Traveling with my best friend, my wife in a 1990 Southwind

ksg5000
Explorer
Explorer
Solution to delam depends on the cause. If it's water then you have to fix the leak, dry out, replace wood if it's rotted ... and then determine how to re-adhere the delam spot. Can be expensive process.

In my case my small delam spot was due to heat/age and I went down to West Marine to discuss (delam is common in boats) ... I purchased the recommended epoxy (can't remember what it was) - drilled a few small holes,injected the epoxy and covered the area with pressure clamp. I covered the tiny holes with some matching nail polish. Been yrs and the fix is holding up.
Kevin

jdb7566
Explorer
Explorer
darsben1 wrote:
I have a small area of delamination just below the RV refrigerator outside access panel.
If I remove the panel completely I would have room to put something in there to reglue the area. spraying would be easiest for me but I want effective. The area extends downward abut 30 inches and side to side about 24 inches.
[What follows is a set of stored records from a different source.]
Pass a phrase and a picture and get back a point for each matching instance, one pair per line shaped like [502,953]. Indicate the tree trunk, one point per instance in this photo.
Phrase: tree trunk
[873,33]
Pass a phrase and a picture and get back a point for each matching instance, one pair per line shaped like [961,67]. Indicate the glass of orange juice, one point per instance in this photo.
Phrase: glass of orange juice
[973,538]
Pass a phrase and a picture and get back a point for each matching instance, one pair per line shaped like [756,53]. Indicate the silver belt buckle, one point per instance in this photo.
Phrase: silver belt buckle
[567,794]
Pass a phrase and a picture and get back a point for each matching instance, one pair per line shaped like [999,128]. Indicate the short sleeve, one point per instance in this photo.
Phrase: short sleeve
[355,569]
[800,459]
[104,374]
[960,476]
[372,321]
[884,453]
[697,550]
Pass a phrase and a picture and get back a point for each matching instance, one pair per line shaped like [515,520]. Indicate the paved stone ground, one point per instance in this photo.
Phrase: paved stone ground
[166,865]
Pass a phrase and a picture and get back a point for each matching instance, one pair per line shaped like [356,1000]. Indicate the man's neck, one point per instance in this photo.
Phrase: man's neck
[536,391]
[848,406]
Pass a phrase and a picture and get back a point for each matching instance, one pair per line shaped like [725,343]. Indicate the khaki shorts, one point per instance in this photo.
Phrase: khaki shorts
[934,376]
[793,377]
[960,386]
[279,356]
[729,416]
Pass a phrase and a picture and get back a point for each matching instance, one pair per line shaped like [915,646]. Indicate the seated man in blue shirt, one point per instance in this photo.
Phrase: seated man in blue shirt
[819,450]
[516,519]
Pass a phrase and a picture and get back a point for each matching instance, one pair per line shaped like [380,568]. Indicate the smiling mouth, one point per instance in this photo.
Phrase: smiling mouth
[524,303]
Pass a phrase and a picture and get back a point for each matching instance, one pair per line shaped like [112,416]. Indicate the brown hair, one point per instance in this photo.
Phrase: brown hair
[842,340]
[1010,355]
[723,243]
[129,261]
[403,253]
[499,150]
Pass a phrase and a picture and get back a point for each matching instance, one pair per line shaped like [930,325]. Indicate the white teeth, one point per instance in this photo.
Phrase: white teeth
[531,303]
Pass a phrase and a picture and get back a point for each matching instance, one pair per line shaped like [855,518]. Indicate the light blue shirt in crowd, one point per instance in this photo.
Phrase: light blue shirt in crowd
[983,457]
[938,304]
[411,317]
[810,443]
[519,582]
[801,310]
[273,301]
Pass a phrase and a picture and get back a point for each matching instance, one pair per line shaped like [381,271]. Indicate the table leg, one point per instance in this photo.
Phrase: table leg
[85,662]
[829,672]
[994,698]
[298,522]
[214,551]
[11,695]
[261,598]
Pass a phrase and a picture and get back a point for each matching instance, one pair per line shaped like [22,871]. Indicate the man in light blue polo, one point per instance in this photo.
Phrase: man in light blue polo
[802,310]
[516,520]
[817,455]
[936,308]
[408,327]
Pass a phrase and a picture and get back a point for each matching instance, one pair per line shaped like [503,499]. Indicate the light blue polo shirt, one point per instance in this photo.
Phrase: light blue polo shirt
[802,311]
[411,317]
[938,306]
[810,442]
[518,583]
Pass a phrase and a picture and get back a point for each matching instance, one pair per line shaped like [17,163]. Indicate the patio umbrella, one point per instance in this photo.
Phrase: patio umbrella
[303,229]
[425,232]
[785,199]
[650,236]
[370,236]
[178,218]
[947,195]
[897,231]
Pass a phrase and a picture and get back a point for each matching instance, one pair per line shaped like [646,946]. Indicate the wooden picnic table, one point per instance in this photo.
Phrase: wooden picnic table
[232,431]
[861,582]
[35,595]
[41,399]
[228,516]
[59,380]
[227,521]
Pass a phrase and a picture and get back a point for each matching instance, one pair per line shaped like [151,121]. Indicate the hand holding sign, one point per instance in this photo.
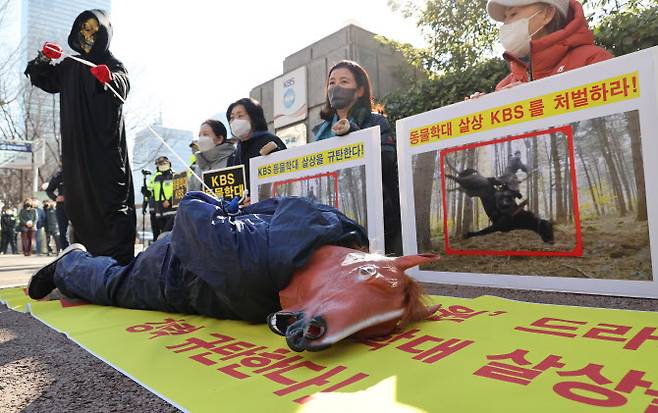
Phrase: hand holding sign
[342,127]
[52,50]
[102,73]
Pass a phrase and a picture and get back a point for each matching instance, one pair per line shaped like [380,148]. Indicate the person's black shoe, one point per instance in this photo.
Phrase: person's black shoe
[546,231]
[43,281]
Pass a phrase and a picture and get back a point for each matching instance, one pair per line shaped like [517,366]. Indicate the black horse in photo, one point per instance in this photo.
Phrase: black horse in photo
[499,200]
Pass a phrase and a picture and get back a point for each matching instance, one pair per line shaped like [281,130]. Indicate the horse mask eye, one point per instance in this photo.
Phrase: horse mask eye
[88,31]
[367,272]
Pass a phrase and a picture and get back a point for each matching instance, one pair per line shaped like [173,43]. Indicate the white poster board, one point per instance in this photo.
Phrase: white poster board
[290,98]
[344,172]
[481,180]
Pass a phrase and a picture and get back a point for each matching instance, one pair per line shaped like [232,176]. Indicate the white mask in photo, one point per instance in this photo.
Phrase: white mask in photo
[241,128]
[515,36]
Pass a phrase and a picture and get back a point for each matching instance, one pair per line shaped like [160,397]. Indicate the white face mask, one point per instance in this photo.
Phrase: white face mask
[515,37]
[206,143]
[241,128]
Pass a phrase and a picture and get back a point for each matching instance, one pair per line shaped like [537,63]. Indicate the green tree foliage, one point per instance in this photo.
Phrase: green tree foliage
[457,34]
[441,91]
[629,30]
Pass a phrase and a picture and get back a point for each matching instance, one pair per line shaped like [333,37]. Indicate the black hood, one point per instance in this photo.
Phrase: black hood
[103,36]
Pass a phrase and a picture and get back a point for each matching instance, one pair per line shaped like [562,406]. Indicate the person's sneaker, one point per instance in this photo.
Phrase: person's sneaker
[43,281]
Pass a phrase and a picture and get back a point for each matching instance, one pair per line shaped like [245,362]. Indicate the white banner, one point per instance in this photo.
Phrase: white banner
[543,186]
[344,172]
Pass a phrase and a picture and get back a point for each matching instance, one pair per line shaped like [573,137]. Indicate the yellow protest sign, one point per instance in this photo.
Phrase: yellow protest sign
[226,182]
[484,354]
[612,90]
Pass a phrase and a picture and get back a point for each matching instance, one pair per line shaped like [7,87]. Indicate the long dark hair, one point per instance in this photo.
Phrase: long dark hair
[365,102]
[254,110]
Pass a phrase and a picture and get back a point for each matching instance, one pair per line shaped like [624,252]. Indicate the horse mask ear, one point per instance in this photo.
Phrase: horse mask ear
[416,310]
[408,261]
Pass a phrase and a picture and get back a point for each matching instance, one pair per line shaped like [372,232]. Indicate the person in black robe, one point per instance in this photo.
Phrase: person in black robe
[99,189]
I am looking for a relatively simple fix that I can do myself.

What are your thoughts?
I am looking for first/second hand experiences. I know how to search and look at YouTube videos on my own.

There are no simple fixes when it comes to delamination. It's like a cancer that needs to be cut out. A new rig may be in order. I'm sure CW have many fine units for you to peruse.

darsben1
Explorer
Explorer
KMLsquared wrote:
Don't mean to hyjack but what if the leak was cured. Is there any harm in not fixing the delam issue?

It can affect structural integrity and if not repaired and dried out the rot may spread
Traveling with my best friend, my wife in a 1990 Southwind

darsben1
Explorer
Explorer
Kayteg1 wrote:
darsben1 wrote:
Keyteg1
How long ago did you do this? I am thinking about the longevity of the repair

I did the first repair about 3 years ago and more last spring.
Bare in mind none of those glues are water-resistant so they will hold as long as there is no water penetration.
On some areas like cord boxes, I used epoxy to laminate the old wood, what adds strength and makes it waterproof, but epoxy has its limits in application and doesn't work too well on vertical surfaces.
If you don't open the bubble and dry it, per my experience the trapped moisture will sit there for a year if no longer - still dry-rotting the wood.

Thanks for your reply
Traveling with my best friend, my wife in a 1990 Southwind

Kayteg1
Explorer II
Explorer II
darsben1 wrote:
Keyteg1
How long ago did you do this? I am thinking about the longevity of the repair

I did the first repair about 3 years ago and more last spring.
Bare in mind none of those glues are water-resistant so they will hold as long as there is no water penetration.
On some areas like cord boxes, I used epoxy to laminate the old wood, what adds strength and makes it waterproof, but epoxy has its limits in application and doesn't work too well on vertical surfaces.
If you don't open the bubble and dry it, per my experience the trapped moisture will sit there for a year if no longer - still dry-rotting the wood.